OAKMONT, Pa. -- Dustin Johnson didn't just win the U.S. Open on Sunday. He didn't just vanquish so many previous major championship failures to claim the biggest highlight of his career.
He saved golf from itself.
Really. What he did was that important.
The USGA, with its catchy "For the Good of the Game" slogan, did everything in its blundering power to condemn that narrative. On a day that should be celebrated as one of golf's crowning glories, the national governing body nearly caused unfathomable damage to its own product.
It all started on the fifth hole. Johnson was standing over a 6-foot par putt when he noticed his ball move slightly. He called over a rules official and explained that he didn't cause the movement. Lee Westwood, his playing partner, concurred. The official left. Johnson holed his putt. The round continued.
Until the 12th hole, that is. Then Jeff Hall, the USGA's managing director of rules and competitions, informed Johnson that he was being subjected to video replay for an infraction of Rule 18-2b, for causing the ball to move after grounding his club.
Instead of the focus being on the dramatic conclusion to the year's second major championship, the USGA had stolen its own show. The immediate takeaway was that officials didn't trust Johnson's self-assessment. In a game of honor, in which players call penalties on themselves, this is a grave accusation.

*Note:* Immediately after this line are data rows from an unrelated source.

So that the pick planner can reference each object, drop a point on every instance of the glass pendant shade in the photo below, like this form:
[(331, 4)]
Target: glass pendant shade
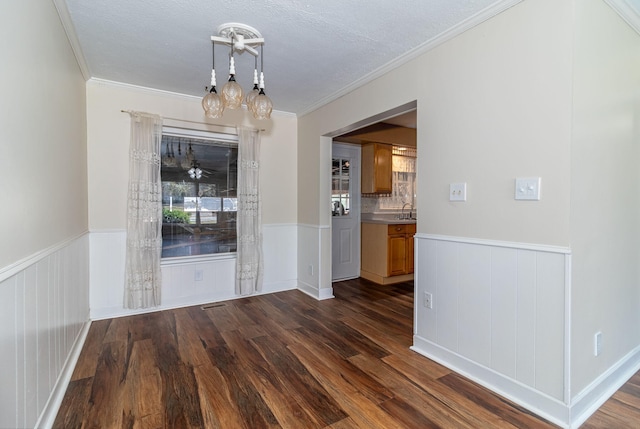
[(232, 94), (262, 106), (251, 96), (212, 104)]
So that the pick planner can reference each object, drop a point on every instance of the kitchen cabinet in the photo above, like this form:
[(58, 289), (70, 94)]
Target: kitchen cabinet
[(376, 168), (387, 252)]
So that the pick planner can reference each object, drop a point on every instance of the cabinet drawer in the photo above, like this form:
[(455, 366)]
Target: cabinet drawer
[(401, 229)]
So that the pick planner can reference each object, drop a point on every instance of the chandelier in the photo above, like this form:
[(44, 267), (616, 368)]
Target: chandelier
[(239, 38)]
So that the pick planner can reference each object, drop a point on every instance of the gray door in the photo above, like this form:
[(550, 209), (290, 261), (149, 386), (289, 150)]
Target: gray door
[(345, 210)]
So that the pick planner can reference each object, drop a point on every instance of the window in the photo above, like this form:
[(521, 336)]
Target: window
[(199, 202)]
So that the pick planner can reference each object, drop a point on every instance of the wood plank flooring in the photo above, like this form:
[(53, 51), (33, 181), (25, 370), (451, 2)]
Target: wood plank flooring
[(287, 360)]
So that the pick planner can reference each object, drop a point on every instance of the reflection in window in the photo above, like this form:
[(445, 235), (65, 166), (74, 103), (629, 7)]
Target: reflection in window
[(340, 197), (199, 214)]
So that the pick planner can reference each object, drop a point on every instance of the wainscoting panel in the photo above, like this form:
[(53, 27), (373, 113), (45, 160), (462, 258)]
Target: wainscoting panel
[(314, 247), (44, 310), (190, 282), (499, 312)]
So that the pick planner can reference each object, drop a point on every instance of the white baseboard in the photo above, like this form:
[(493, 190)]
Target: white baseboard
[(538, 403), (587, 402), (569, 416), (51, 408), (314, 292)]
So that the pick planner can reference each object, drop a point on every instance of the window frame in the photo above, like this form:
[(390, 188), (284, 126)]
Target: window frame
[(201, 135)]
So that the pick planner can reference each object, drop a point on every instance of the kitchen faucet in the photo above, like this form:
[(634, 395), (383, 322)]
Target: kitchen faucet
[(402, 215)]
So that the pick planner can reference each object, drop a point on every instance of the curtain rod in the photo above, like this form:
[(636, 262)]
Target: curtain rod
[(194, 122)]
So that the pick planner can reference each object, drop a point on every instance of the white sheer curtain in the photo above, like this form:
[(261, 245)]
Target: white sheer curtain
[(144, 213), (249, 264)]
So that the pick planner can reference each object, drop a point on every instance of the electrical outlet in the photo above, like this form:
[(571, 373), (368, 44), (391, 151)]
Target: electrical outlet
[(428, 300), (458, 192), (528, 188)]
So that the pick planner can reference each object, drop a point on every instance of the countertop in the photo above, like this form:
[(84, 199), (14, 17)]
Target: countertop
[(388, 221)]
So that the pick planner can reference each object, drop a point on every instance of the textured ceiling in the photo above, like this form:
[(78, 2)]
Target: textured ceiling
[(314, 50)]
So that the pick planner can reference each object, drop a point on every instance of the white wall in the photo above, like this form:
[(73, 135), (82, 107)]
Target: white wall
[(605, 202), (498, 102), (499, 316), (44, 271), (108, 141)]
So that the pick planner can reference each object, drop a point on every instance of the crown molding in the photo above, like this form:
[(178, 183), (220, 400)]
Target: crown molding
[(630, 14), (154, 91), (480, 17), (70, 30)]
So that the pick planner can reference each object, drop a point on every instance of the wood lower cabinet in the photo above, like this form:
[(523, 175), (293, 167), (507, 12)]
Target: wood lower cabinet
[(387, 252)]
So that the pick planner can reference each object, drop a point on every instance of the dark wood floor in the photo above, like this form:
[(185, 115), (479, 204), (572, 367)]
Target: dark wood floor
[(287, 360)]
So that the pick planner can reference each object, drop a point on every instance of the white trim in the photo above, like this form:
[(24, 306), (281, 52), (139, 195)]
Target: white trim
[(307, 225), (199, 259), (189, 301), (23, 264), (627, 12), (545, 406), (227, 138), (480, 17), (567, 329), (72, 36), (154, 91), (495, 243), (51, 408), (314, 292), (603, 387)]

As if that weren't shortsighted enough, officials waited seven holes to clue in the tournament leader. It was a double debacle, if you will, and one that didn't go unnoticed by Johnson's peers.
Rory McIlroy took to social media to call it "ridiculous." Tiger Woods insisted it was a "farce." Jordan Spieth deemed it a "joke."
They weren't alone. You'd be hard-pressed to find a PGA Tour member with a Twitter account who didn't voice his disbelief with how the situation was being handled.
But here's the thing: It could've been so much worse. For the USGA, for the game of golf, for everyone.
Starting on that 12th hole, once he knew he was being -- and this really is the proper term for it -- investigated for his potential violation, Johnson posted just one bogey, five nervy pars and a brilliant birdie on the final hole.
When he walked off that 18th green, he had completed 72 holes in 275 total strokes for what appeared to be a 4-stroke victory. Not long after, the USGA added one more stroke to his total.
"There's no way that I feel like I caused that ball to move," Johnson said afterward. "But at the end of the day, it's ultimately up to the USGA to make the final decision, and just fortunately, it didn't affect the outcome."
Therein lies the biggest save in a week filled with them -- and the biggest save of Johnson's career.
Here's where we can play the hypothetical game. What if Johnson hadn't played such rock-solid golf down the stretch of the tournament? What if Shane Lowry or Scott Piercy had made a few more putts on the final holes? What if Johnson had led by only a single stroke when he walked off that final green, with the USGA's decision effectively forcing him into an 18-hole Monday playoff? What if, even worse, he finished tied, with the decision causing yet another heartbreaking major loss in a career that has already seen too many?
If any of those things had happened, an unseemly day for the USGA would have become much bigger. It would have been a black eye on the game itself, the kind of fiasco that makes golf look absurd, as if it's making up the rules as we go along.
Instead, the USGA's quadruple-bogey affected only itself.
The beauty of the U.S. Open isn't just that it's the world's most democratic golf tournament, as fictional character Roy McAvoy said. Nor is it that it's the most difficult, annually tugging on the frayed nerves of its competitors for four grueling rounds.
No, much of the inherent beauty is that it's played on one of the game's greatest stages. Contesting the final round on Father's Day offers generations of families the opportunity to enjoy the proceedings together. For a large part of Sunday afternoon, the USGA spoiled that enjoyment, after it left the leader in limbo and left every observer wondering why the situation hadn't been rectified immediately.
Not long after he clinched what was deemed only a 3-stroke triumph after his penalty, Johnson was asked more questions about the ruling than about finally achieving this long-elusive pinnacle.
"I don't even understand the rule, but I got a penalty," he said. "It didn't matter at the end of the day."
It didn't matter -- and yet, it did. It mattered that the USGA made an error in judgment. It mattered that golf looked silly because of it. It mattered that a game so desperate for new, young faces was inexplicably turning them off due to poor procedural process.
In the end, it mattered that the eventual champion didn't allow himself to succumb to what would have been a dark day for the game.
In that respect, Dustin Johnson saved golf from itself.